Part I "Concerning God"

Proposition XIV:

Prop. XIV. Besides God no substance can be granted or conceived.

[There is only one substance, which is God.]

Proof.-As God is a being absolutely infinite, of whom no attribute that expresses the essence of substance can be denied (by Def. vi.), and he necessarily exists (by Prop. xi.) ; if any substance besides God were granted, it would have to be explained by some attribute of God, and thus two substances with the same attribute would exist, which (by Prop. v.) is absurd ; therefore, besides God no substance can be granted, or, consequently, be conceived. If it could be conceived, it would necessarily have to be conceived as existent ; but this (by the first part of this proof) is absurd. Therefore, besides God no substance can be granted or conceived. Q.E.D.

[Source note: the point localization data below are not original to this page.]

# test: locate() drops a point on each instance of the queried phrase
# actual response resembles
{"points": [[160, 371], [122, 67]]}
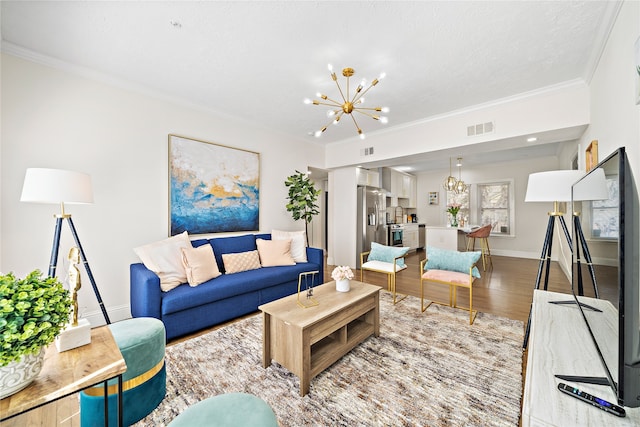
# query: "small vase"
{"points": [[17, 375], [343, 285]]}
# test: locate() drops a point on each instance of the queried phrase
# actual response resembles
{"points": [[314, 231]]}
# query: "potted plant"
{"points": [[302, 198], [33, 311]]}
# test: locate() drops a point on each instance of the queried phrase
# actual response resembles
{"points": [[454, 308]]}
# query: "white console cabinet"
{"points": [[559, 343]]}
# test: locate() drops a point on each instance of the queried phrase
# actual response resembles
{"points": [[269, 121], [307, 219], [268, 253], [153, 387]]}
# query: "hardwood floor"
{"points": [[505, 290]]}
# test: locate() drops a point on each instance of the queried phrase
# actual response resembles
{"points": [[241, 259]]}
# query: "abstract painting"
{"points": [[213, 188]]}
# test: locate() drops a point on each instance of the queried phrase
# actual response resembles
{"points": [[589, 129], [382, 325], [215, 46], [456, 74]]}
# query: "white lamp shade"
{"points": [[43, 185], [551, 186], [592, 187]]}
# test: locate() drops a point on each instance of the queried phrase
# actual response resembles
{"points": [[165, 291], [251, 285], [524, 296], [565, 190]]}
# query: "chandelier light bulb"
{"points": [[349, 101]]}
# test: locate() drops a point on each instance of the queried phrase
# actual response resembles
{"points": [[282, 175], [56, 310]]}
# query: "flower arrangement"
{"points": [[33, 311], [342, 272], [453, 209]]}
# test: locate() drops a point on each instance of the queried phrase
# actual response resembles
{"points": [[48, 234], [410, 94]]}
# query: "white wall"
{"points": [[563, 107], [615, 117], [54, 118], [531, 219]]}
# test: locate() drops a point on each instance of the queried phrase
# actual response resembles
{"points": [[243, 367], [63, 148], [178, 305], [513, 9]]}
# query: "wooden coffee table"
{"points": [[306, 341]]}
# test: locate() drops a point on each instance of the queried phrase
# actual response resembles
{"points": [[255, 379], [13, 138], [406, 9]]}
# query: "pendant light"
{"points": [[450, 182], [460, 186]]}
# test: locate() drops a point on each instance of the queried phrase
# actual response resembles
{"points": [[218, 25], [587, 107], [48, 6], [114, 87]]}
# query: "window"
{"points": [[495, 206], [604, 213]]}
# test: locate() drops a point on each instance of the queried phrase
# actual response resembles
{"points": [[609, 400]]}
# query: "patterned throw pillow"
{"points": [[387, 253], [443, 259], [243, 261]]}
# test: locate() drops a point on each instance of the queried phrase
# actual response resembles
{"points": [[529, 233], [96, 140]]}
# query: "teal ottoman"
{"points": [[141, 341], [228, 410]]}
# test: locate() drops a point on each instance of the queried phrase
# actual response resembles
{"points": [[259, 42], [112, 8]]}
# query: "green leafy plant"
{"points": [[33, 311], [302, 198]]}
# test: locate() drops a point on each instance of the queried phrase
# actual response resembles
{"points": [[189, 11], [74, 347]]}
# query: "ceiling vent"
{"points": [[480, 129], [366, 151]]}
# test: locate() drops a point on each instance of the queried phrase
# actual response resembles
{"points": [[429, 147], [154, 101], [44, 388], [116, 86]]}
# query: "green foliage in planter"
{"points": [[33, 311], [302, 198]]}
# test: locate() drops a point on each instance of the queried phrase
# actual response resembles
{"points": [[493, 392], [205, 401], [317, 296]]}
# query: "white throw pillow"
{"points": [[274, 252], [165, 259], [298, 243], [199, 264]]}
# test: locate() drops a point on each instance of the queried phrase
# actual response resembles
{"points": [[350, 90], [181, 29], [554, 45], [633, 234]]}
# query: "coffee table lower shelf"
{"points": [[306, 341]]}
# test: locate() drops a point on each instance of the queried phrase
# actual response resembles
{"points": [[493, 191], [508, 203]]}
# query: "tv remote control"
{"points": [[595, 401]]}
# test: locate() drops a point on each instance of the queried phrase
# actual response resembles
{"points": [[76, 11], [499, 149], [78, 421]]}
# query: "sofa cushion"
{"points": [[274, 252], [444, 259], [243, 261], [199, 264], [165, 259], [228, 285], [298, 243], [231, 245], [387, 253]]}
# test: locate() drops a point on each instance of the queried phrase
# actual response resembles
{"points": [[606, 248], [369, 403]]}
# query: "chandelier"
{"points": [[351, 103], [451, 183]]}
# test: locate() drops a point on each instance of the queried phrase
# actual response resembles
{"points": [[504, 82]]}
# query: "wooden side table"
{"points": [[69, 372]]}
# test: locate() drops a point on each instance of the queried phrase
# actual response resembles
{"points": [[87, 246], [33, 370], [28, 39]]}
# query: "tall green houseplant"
{"points": [[302, 198]]}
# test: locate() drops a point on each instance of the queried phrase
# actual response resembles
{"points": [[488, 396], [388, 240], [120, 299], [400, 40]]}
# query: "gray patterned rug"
{"points": [[425, 369]]}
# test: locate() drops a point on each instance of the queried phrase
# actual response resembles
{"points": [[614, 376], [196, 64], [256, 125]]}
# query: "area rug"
{"points": [[425, 369]]}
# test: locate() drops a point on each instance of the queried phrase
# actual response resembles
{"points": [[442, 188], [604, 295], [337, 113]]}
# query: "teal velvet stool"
{"points": [[142, 342], [228, 410]]}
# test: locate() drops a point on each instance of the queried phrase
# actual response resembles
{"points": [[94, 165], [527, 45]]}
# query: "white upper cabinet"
{"points": [[368, 177], [402, 186]]}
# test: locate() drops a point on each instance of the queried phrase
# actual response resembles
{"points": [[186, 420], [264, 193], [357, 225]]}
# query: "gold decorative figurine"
{"points": [[78, 332], [74, 281]]}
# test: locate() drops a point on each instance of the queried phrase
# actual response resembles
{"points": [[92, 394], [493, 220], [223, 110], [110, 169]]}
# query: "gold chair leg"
{"points": [[422, 306], [392, 280]]}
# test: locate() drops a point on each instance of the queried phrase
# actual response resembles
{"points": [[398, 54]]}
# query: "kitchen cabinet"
{"points": [[410, 237], [368, 177], [402, 186]]}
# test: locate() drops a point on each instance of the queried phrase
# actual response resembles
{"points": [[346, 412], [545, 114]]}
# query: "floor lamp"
{"points": [[59, 187], [550, 186]]}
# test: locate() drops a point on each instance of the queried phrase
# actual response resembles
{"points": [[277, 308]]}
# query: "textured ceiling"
{"points": [[258, 60]]}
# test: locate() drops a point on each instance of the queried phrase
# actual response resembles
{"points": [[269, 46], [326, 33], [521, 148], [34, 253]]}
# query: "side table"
{"points": [[70, 372]]}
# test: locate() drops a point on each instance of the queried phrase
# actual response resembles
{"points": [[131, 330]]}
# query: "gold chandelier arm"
{"points": [[361, 94], [365, 113], [340, 90], [335, 104], [369, 108], [356, 123]]}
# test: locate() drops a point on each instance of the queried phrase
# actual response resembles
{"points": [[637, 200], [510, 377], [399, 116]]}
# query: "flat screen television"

[We have defined God as having infinite attributes.

And, if we were to consider the possibility that there was some substance other than God, it would have to have one of God's attributes, because his are infinite and thus include every possible one. But then we would have two substances with the same attribute, which contradicts the definition of substance; for, if we were to conceive two substances with the same attribute, we would be considering them with characteristics that allow one to be conceived through the other, but substances are self-conceivable, so it cannot be that there are two substances with the same attribute. Hence, we cannot conceive another substance besides God, nor grant that one exists.]

Corollary I.-Clearly, therefore : 1. God is one, that is (by Def. vi.) only one substance can be granted in the universe, and that substance is absolutely infinite, as we have already indicated (in the note to Prop. x.).

[God is both singular and infinite. He is singular, because there is nothing other to him. And he is infinite, because nothing can be denied of him.

Corollary II.-It follows : 2. That extension and thought are either attributes of God or (by Ax. i.) accidents (affectiones) of the attributes of God.

[There is only one substance, God. That means Thought and Extension cannot also be substances. There are only two other options. They could be attributes of God. Or, they can be modifications of attributes.]

From the Latin:


Præter Deum nulla dari, neque concipi potest substantia.


Cum Deus sit ens absolute infinitum, de quo nullum attributum, quod essentiam substantiæ exprimit, negari potest (per Defin. 6), isque necessario existat (per Prop. 11), si aliqua substantia præter Deum daretur, ea explicari deberet per aliquod attributum Dei, sicque duæ substantiæ ejusdem attributi existerent, quod (per Prop. 5) est absurdum; adeoque nulla substantia extra Deum dari potest, & consequenter non etiam concipi. Nam si posset concipi, deberet necessario concipi, ut existens; atqui hoc (per primam partem hujus Demonstrat.) est absurdum. Ergo extra Deum nulla dari, neque concipi potest substantia. Q.E.D.

Corollarium I

Hinc clarissime sequitur Iº. Deum esse unicum, hoc est (per Defin. 6) in rerum natura non, nisi unam substantiam, dari, eamque absolute infinitam esse, ut in Scholio Prop. 10 jam innuimus.

Corollarium II

Sequitur IIº. rem extensam, & rem cogitantem, vel Dei attributa esse, vel (per Axiom. 1) affectiones attributorum Dei.